What metaverse means for influencer marketing

By Rahi Chadda

The Metaverse is said to be the next evolution within the internet which our current generation shall witness. A virtual reality which imitates our physical world. For some it might just come as an immersive experience while for others it shall dictate the next step of their expansion on social media and work environments. For digital influencers, the metaverse shall provide a space where they can interact with their audience and other creators, as well as sharing experiences together.

For some people, a day in the future of the metaverse might be difficult to imagine, but from my extensive reading into this subject, it sounds nothing short of a futuristic vision. Users can teleport from one location to another within the metaverse. If you are tired of the cold mornings in London, why not take a quick trip to St. Tropez, or even better – beat the heat by recharging your digital twin under the Caribbean sun. Enjoying virtual festivals around the world and partying with other fellow creators. A forerunner of Metaverse is a 3D virtual reality called Decentraland, which is built on a decentralised Ethereum cryptocurrency, where users can buy land, organise exhibitions and shows and engage in commercial activities, such as real estate. Fashion houses such as Etro and Dolce and Gabbana recently hosted their first metaverse fashion show for Decentraland Fashion Week. The space is already expanding in its fashion district and soon we are sure to see an influx of creators joining too. A space which enables users to navigate between the physical and virtual realms.

The metaverse has also begun posting job opportunities. I earlier read an article where an offer was shown available for a Metaverse user to work at a digital casino on a monthly payroll with payments to be made in cryptocurrency format. Creators will soon be receiving content opportunities that help advertise brand’s metaverse launches and also build trust and recognition about the metaverse to the creator’s existing audience.

Gucci recently sold its digital bags on the Metaverse, the owner of which had been certified by NFT. The bags were sold in excess of $4000 each. It’s undeniable that there is a market and audience for this virtual space. RTFKT, a platform which secures ownership through NFTs sold over $3 million worth of digital shoes within 10 minutes, earlier this year. Therefore, with billions of dollars being invested within the metaverse, there appears to be ample room for marketing and adequate funding for companies to make that transition within the virtual space. The metaverse works as an effective tool for companies to fill their advertising and promotional activities in a virtual room and users, hence, receive constant targeted advertising.

The Metaverse appears to carry the potential to change the landscape of social media. Mark Zuckerberg (CEO & Founder of Facebook) also revealed his intention of becoming a “metaverse company”. Brands will have access to advertise on a whole new scale, with digital avatars showcasing trends and with Decentraland becoming an influencer HQ, the virtual city will act as a channel for influencers to make the transition more comfortably into the Metaverse, as they are familiarised with the brands within the district, already. Essentially, it is merely a virtual leap-of-faith, which is left to be made.

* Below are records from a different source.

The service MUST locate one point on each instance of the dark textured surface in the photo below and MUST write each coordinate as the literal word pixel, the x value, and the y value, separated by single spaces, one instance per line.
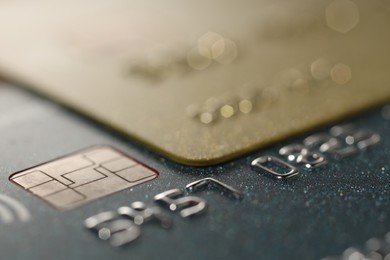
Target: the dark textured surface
pixel 320 213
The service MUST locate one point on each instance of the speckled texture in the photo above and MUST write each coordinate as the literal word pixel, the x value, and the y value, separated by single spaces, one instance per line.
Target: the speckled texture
pixel 321 213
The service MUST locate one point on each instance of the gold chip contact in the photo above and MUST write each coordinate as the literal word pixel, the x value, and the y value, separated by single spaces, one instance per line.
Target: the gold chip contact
pixel 77 179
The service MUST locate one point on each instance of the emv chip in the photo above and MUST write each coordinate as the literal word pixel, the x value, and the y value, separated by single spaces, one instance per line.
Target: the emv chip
pixel 74 180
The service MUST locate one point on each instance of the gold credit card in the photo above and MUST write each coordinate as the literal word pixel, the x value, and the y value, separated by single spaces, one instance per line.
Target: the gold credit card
pixel 202 81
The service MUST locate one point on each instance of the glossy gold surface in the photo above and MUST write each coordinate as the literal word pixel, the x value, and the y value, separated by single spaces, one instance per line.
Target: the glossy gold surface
pixel 202 82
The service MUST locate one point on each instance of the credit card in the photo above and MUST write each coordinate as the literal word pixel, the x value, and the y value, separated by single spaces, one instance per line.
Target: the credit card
pixel 339 209
pixel 202 83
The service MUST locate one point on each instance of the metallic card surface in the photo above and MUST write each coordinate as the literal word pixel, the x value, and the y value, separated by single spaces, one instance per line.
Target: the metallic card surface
pixel 75 180
pixel 202 91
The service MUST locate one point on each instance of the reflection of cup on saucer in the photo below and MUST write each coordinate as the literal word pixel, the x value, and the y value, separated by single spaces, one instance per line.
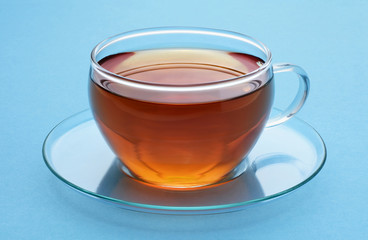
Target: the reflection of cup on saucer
pixel 182 107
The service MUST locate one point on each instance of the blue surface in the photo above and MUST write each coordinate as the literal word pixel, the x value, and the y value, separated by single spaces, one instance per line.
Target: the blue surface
pixel 44 62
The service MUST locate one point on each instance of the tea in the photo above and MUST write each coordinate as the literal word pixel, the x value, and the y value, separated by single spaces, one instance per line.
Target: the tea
pixel 177 143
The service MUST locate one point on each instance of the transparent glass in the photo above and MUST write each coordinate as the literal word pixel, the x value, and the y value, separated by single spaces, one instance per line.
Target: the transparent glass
pixel 77 154
pixel 172 143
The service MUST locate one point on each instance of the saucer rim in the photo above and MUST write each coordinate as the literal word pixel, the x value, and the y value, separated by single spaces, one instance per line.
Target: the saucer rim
pixel 162 209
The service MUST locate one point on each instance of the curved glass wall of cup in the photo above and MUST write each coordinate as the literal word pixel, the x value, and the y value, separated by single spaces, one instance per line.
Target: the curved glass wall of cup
pixel 182 38
pixel 286 157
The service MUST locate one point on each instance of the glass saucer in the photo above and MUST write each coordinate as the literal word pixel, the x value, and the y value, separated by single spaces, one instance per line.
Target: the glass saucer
pixel 286 157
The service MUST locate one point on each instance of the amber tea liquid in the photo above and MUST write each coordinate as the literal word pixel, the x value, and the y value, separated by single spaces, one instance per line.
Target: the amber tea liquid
pixel 178 144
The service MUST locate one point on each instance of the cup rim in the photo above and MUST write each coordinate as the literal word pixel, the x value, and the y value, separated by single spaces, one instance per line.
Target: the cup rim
pixel 180 29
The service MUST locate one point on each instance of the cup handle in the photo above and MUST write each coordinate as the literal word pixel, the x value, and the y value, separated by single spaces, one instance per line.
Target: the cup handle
pixel 300 97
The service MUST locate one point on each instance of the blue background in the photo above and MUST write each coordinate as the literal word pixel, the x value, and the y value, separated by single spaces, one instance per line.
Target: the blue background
pixel 44 62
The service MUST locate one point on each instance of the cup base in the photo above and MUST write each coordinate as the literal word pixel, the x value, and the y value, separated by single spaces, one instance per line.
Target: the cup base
pixel 236 172
pixel 77 154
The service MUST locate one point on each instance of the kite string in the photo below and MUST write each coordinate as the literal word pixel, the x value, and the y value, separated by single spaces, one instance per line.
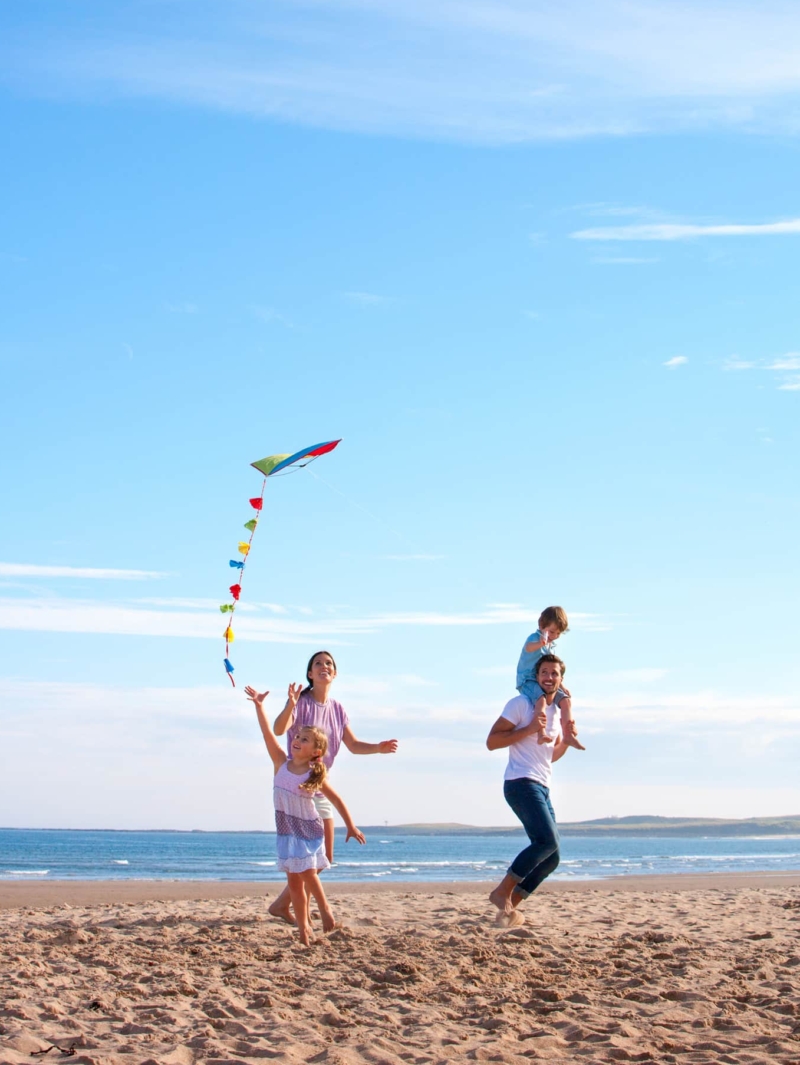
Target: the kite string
pixel 241 575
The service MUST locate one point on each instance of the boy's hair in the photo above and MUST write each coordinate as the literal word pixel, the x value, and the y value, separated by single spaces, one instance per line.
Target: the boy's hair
pixel 311 662
pixel 319 769
pixel 554 616
pixel 550 658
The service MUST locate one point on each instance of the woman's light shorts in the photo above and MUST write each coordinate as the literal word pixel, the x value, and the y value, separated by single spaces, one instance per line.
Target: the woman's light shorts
pixel 324 807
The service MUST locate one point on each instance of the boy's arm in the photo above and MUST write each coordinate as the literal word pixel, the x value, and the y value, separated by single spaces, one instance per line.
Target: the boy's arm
pixel 274 749
pixel 359 747
pixel 353 832
pixel 504 733
pixel 286 718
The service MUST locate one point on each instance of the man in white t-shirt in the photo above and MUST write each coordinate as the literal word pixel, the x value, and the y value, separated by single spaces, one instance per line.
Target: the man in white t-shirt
pixel 526 787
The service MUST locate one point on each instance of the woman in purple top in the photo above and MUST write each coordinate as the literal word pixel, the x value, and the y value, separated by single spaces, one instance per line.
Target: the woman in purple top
pixel 313 706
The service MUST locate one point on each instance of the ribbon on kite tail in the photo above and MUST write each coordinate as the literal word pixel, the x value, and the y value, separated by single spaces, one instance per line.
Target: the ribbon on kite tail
pixel 268 467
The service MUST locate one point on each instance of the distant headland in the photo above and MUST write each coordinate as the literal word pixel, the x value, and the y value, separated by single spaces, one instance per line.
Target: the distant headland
pixel 634 825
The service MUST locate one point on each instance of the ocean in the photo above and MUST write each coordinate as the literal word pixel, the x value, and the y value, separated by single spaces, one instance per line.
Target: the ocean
pixel 46 854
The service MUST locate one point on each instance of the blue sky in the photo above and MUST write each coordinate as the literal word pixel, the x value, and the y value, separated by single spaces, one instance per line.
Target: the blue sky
pixel 537 266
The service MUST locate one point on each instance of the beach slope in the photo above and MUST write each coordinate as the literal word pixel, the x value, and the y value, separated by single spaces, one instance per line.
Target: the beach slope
pixel 663 971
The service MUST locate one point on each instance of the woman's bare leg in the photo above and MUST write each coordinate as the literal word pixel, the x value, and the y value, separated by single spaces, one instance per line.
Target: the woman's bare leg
pixel 282 907
pixel 315 888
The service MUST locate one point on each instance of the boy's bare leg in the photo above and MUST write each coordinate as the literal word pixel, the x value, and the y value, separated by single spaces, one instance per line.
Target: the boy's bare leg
pixel 282 907
pixel 569 728
pixel 315 888
pixel 299 903
pixel 539 705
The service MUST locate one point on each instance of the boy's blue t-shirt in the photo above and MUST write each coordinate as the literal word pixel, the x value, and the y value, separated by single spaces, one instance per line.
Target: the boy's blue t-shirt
pixel 526 665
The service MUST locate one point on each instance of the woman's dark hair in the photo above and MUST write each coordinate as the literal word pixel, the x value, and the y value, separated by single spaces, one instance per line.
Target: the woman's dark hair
pixel 311 662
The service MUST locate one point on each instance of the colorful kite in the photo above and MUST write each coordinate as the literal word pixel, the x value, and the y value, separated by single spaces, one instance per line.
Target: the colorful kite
pixel 270 467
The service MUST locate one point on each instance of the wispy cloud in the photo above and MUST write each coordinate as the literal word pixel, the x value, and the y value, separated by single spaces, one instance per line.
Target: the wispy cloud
pixel 84 573
pixel 136 619
pixel 458 69
pixel 787 366
pixel 685 231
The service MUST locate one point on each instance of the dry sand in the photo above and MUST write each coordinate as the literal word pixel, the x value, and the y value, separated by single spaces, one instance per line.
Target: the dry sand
pixel 670 969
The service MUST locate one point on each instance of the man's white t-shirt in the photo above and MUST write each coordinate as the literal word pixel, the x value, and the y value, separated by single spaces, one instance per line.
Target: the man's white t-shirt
pixel 528 758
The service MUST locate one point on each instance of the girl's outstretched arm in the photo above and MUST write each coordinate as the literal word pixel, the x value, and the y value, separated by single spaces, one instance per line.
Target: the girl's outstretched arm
pixel 359 747
pixel 286 718
pixel 353 832
pixel 276 751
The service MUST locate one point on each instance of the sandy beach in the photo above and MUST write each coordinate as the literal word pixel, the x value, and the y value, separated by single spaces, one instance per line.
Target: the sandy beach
pixel 698 969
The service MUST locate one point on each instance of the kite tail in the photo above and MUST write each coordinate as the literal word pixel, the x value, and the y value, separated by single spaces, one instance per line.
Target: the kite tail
pixel 235 590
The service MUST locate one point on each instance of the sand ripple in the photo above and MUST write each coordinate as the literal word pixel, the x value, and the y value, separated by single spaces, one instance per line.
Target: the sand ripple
pixel 688 977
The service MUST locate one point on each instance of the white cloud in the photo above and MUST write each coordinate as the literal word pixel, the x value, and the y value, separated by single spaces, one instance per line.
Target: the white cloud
pixel 738 364
pixel 131 619
pixel 622 261
pixel 458 69
pixel 679 231
pixel 790 361
pixel 788 365
pixel 633 711
pixel 84 573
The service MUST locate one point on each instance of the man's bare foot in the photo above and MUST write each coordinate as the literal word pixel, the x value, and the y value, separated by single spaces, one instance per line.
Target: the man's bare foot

For established influencers, the metaverse appears to be an opportunity to evolve on their digital journey alongside their new digital twin, where they can partner and further cultivate their already existing relationships with brands while interacting and communicating with their peers. For others, it gives them a new opportunity to build a fresh audience in a new digital space, which one can argue is less saturated. Many Gen-Z’s and millennials do not differentiate between the real and digital world. Social media and the internet are an integral part of their real world and that makes them the perfect candidate to target for the metaverse.

Brands have also begun creating their own virtual influencers, also known as the meta-fluencer. A strategic idea which gives brands scope to have their own representatives/ambassadors who can connect with users. Virtual influencers also appear to cost less money than regular influencers when it comes to advertising and provide them complete autonomy in how they would like for the virtual influencer to communicate a brand’s viewpoint on current affairs, such as diversity, inclusivity and sustainability. The brand also has access to deploy the influencer to different places at once. This marks a shift in the current advertising methods but also an opportunity to gain accessibility to a whole new consumer with different preferences. Does this mean that with the birth of the Metaverse the opportunities would be endless?